The plan would see the reopening of closed maternity clinics and wards, and a guarantee that threatened clinics and wards be kept open. 

Swedish vocab: att avskaffa – to abolish 

Liberals propose campaign to bring order to Swedish schools 

The Liberal Party has proposed a national campaign to bring order to Swedish schools, which the party is calling an ordningslyft, literally “order lift”. 

The campaign will include an “order contract”, signed by all pupils and parents, and five other proposals, of which two are new. 

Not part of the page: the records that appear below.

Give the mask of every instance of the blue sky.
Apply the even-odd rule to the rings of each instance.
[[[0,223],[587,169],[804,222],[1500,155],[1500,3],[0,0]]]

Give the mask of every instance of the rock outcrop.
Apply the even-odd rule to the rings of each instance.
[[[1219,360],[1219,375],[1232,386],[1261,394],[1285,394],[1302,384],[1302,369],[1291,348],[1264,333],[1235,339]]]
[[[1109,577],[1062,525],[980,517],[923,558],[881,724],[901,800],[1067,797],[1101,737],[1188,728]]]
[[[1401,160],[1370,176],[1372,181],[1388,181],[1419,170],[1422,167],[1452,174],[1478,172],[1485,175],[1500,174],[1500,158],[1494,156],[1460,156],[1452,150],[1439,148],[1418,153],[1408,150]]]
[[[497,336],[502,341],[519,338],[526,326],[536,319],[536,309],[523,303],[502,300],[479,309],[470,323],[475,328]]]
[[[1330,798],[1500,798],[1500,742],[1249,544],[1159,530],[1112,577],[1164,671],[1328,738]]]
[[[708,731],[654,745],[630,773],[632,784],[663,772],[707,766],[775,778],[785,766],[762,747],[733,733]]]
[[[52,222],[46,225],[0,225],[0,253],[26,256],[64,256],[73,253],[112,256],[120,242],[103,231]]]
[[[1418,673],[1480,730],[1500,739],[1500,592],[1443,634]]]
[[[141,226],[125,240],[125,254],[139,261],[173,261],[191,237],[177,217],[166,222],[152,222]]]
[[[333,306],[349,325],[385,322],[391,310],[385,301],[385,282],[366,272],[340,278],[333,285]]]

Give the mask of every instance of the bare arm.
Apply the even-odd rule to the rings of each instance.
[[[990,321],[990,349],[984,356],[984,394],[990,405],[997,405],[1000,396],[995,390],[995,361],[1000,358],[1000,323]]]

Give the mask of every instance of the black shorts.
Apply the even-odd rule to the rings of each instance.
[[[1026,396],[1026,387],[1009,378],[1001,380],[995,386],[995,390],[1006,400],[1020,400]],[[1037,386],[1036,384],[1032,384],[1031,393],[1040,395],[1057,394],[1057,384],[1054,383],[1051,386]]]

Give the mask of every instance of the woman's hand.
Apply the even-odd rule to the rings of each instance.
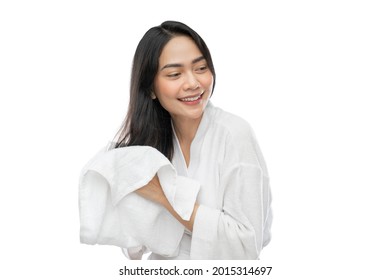
[[[154,175],[153,179],[150,180],[149,183],[147,183],[142,188],[139,188],[135,192],[143,198],[146,198],[158,204],[164,204],[167,200],[161,188],[160,180],[158,179],[157,174]]]

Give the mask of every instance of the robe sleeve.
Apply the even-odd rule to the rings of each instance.
[[[245,128],[244,128],[245,130]],[[229,136],[221,170],[222,208],[200,205],[195,217],[192,259],[258,259],[270,241],[269,176],[253,131]]]

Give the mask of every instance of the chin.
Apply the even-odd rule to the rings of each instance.
[[[199,120],[199,118],[202,117],[203,115],[203,112],[204,112],[204,108],[203,107],[199,107],[199,108],[193,108],[191,110],[189,109],[185,109],[185,110],[181,110],[180,112],[174,112],[174,113],[171,113],[171,116],[173,119],[182,119],[182,120]]]

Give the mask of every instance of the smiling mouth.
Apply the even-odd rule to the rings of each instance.
[[[180,101],[183,101],[183,102],[193,102],[193,101],[197,101],[197,100],[199,100],[199,99],[202,98],[203,93],[204,93],[204,92],[202,92],[202,93],[199,94],[199,95],[192,96],[192,97],[179,98],[179,100],[180,100]]]

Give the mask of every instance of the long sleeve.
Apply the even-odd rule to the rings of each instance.
[[[270,240],[269,176],[251,128],[242,122],[224,135],[221,207],[201,204],[192,232],[192,259],[258,259]],[[236,128],[236,127],[235,127]],[[222,142],[222,140],[220,141]]]
[[[256,166],[239,165],[229,172],[221,182],[226,185],[223,209],[198,208],[192,234],[193,258],[259,257],[270,239],[268,181]]]

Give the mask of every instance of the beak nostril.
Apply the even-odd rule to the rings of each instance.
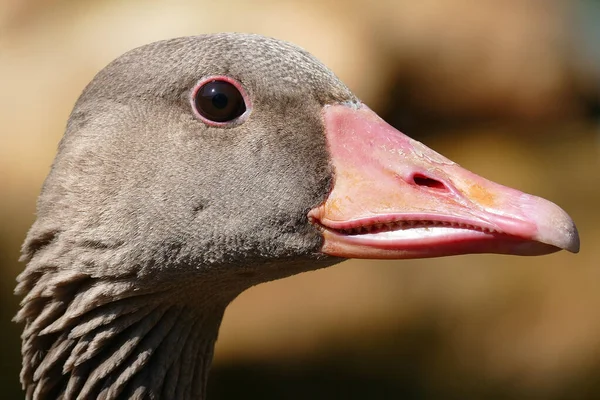
[[[413,176],[413,181],[418,186],[426,186],[432,189],[448,190],[446,185],[444,185],[442,182],[433,178],[429,178],[425,175],[415,174]]]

The two new proposals are that the Swedish National Agency for Education (Skolverket) state clearly that pupils have a responsibility for order in schools, and must come in time for lessons, look after their school books, use decent language, and arrive rested for lessons. Parents also share responsibility, and must, for instance, come to parent-teacher meetings. 

Swedish vocab: förväntningar – expectations

Swedish Armed Forces to give 10,000 Ukrainian soldiers basic training 

Sweden has agreed to send 120 military officers to the UK, where they are expected to help train up to 10,000 Ukrainian citizens basic military training, under a scheme run by the UK. 

“This is important if Ukraine is going to be able to maintain and strengthen its ability to defend itself,” Sweden’s prime minister, Magdalena Andersson, said at a joint press conference with the country’s defence minister, Peter Hultqvist, on Sunday. 

The two made the announcement on a visit to the Armed Forces military base in Boden, northern Sweden. 

Sweden will never have more than 60 military instructors in the UK at any one time, and the scheme is expected to run from August 12th to December 31st.